No respondí. Las soldados se habían parado e Ifiyah estaba vociferando órdenes que no entendí. Observé la calle, intentando deducir qué sucedía. Estábamos enfrente de Western Beef, el mercado de carne. No hubiera entrado ni por un millón de dólares. Dos puertas más allá, había otro tipo de mercado de carne: un pretencioso club nocturno llamado Lotus. Ese era el Meatpacking District. Se podía cortar la ironía con una cuchara.

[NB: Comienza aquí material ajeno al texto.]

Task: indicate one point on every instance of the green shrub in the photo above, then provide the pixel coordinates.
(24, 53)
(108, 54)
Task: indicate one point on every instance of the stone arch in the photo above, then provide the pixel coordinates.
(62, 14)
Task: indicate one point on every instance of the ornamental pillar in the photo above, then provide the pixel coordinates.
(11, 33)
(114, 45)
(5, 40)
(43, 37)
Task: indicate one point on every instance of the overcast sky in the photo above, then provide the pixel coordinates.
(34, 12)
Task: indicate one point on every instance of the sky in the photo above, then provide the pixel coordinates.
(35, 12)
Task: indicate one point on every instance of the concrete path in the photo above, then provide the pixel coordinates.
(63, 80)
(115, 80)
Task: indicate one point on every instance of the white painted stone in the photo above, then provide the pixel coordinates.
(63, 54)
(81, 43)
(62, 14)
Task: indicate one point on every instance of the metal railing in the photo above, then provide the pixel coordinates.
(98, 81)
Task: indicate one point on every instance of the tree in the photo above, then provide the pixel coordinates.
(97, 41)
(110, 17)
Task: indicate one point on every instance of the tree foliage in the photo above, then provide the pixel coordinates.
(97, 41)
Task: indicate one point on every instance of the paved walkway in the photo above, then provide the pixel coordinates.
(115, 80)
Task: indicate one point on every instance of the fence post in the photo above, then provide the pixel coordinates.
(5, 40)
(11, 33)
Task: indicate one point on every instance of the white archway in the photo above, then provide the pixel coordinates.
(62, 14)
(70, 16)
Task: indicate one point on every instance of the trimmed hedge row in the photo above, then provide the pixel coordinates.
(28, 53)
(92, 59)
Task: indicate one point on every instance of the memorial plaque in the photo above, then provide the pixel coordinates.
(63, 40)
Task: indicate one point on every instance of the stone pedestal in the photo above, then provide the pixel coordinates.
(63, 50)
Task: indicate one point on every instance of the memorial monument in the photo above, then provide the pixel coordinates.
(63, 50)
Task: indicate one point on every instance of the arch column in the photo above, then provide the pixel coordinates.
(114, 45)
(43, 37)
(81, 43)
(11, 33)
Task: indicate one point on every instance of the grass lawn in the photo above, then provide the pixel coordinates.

Ayaan se apoyó sobre una rodilla y levantó su arma. ¿Alguien había oído algo? No detecté ningún movimiento entre las pilas de cartones que había frente a Western Beef. El olor era espantoso, pero ¿qué se podía esperar de un almacén lleno de carne cuando se va la luz?
La puerta del Lotus se abrió primero. Un hombre bajo y rechoncho con un moderno traje negro salió a la calle tambaleándose. Desde nuestra perspectiva, podía ser que tan sólo estuviera borracho, no muerto. Ayaan apuntó con una lentitud y precisión perfectas, el disparo entró en su sien izquierda. Se derrumbó en la calle, un amasijo desgarbado de tela negra como un cuervo muerto.
—Puede que haya más —dije en voz alta. Uno de los comentarios más superfluos que hecho en mi vida. El disparo vibró en el aire que nos rodeaba como una campana, el sonido reverberó en las fachadas de cemento y los edificios de ladrillo mucho después de que el hombre cayera muerto. Otros vinieron convocados por el ruido.
Docenas de ellos, tipos grandes y fornidos con delantales blancos que salían a trompicones del Western Beef, turistas europeos cutres surgieron del club, ni siquiera se detenían para saludarse unos a otros, algunos incluso se daban manotazos en su locura por alcanzarnos. Las docenas se convirtieron en veintenas.
Y al sumar los muertos que venían cojeando desde los edificios de todas las direcciones, bueno…
Las veintenas se convirtieron en centenares.